Susana García-Silva, Javier Frias-Aldeguer, Christopher Heeschen
Pancreatology: Official Journal of the International Association of Pancreatology (IAP) ... [et Al.] 2013, 13 (2): 110-3
It is now well established that human pancreatic ductal adenocarcinoma (PDAC) contains a subset of cells with self-renewal capabilities and subsequent exclusive in vivo tumorigenic capacity as assessed by limiting dilution tumorigenic transplantation assays into immunodeficient mice. These cells are considered pancreatic cancer stem cells (CSCs) and are able to form tumors indistinguishable from parental ones. Furthermore they display strong chemotherapy resistance and are implicated in tumor relapses and metastatic spread.
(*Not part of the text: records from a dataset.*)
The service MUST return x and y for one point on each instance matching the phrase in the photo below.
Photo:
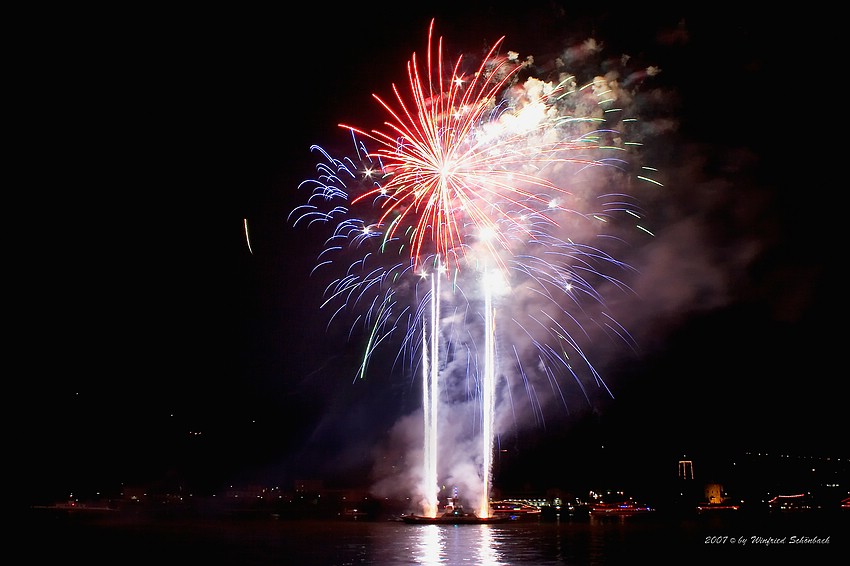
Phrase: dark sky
(158, 347)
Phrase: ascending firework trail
(488, 191)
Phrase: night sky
(157, 347)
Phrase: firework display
(474, 235)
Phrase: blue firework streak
(560, 195)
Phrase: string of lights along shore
(474, 236)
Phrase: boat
(622, 508)
(514, 509)
(454, 514)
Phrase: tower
(686, 470)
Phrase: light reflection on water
(264, 542)
(452, 544)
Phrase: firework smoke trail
(481, 172)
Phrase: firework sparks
(476, 175)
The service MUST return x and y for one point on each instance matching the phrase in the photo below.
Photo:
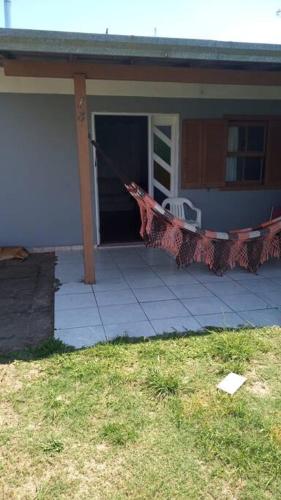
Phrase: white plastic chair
(177, 208)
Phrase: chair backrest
(177, 208)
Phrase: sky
(231, 20)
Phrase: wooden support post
(85, 176)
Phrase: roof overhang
(21, 43)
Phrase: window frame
(244, 184)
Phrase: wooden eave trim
(101, 71)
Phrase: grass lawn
(143, 420)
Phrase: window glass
(253, 169)
(255, 139)
(162, 149)
(245, 159)
(166, 130)
(162, 176)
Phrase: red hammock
(248, 248)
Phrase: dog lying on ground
(8, 253)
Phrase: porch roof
(168, 51)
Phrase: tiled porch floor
(140, 292)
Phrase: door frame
(149, 156)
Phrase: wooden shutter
(215, 150)
(273, 154)
(204, 148)
(192, 136)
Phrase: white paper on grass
(231, 383)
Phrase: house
(193, 118)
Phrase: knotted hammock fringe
(248, 248)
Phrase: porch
(140, 292)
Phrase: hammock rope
(248, 248)
(220, 251)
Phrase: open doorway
(124, 139)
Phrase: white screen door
(164, 156)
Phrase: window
(245, 162)
(234, 153)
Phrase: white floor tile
(114, 297)
(144, 282)
(121, 314)
(70, 288)
(262, 285)
(179, 278)
(153, 293)
(172, 325)
(190, 291)
(104, 273)
(126, 263)
(221, 289)
(272, 297)
(74, 301)
(69, 273)
(222, 320)
(240, 274)
(245, 302)
(266, 317)
(105, 284)
(81, 337)
(205, 305)
(164, 309)
(131, 329)
(77, 318)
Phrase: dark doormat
(26, 301)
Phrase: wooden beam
(154, 73)
(85, 176)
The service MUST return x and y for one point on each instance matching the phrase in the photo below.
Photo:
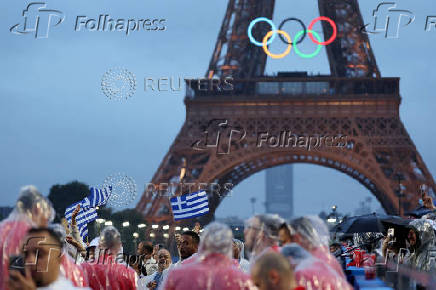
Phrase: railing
(292, 87)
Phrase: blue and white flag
(84, 217)
(190, 205)
(87, 212)
(97, 197)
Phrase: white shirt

Important next steps for advancing the field of pancreatic CSC research include the identification and characterization of CSCs in the unperturbed in vivo setting. This has been achieved just recently for other solid tumors such as glioblastoma using clonal analysis after lineage tracing in mice [1]. In vivo imaging of CSCs during tumor development should not only provide new insights into the in vivo features of CSCs, but also help to further unravel the influence of the stroma on CSC biology. Comprehensive studies of the tumor heterogeneity with respect to the coexistence of different clones potentially generated by distinct population of CSCs that are evolving by stochastic cell fate decisions may actually unite the CSC concept and the model of clonal evolution for pancreatic cancer. Eventually, the design of specific therapies against CSCs should open new alleys to improve survival of patients with PDAC. Combined therapies targeting CSCs and their progenies as well as the supportive stroma may represent the most promising approach for the future treatment of patients with PDAC.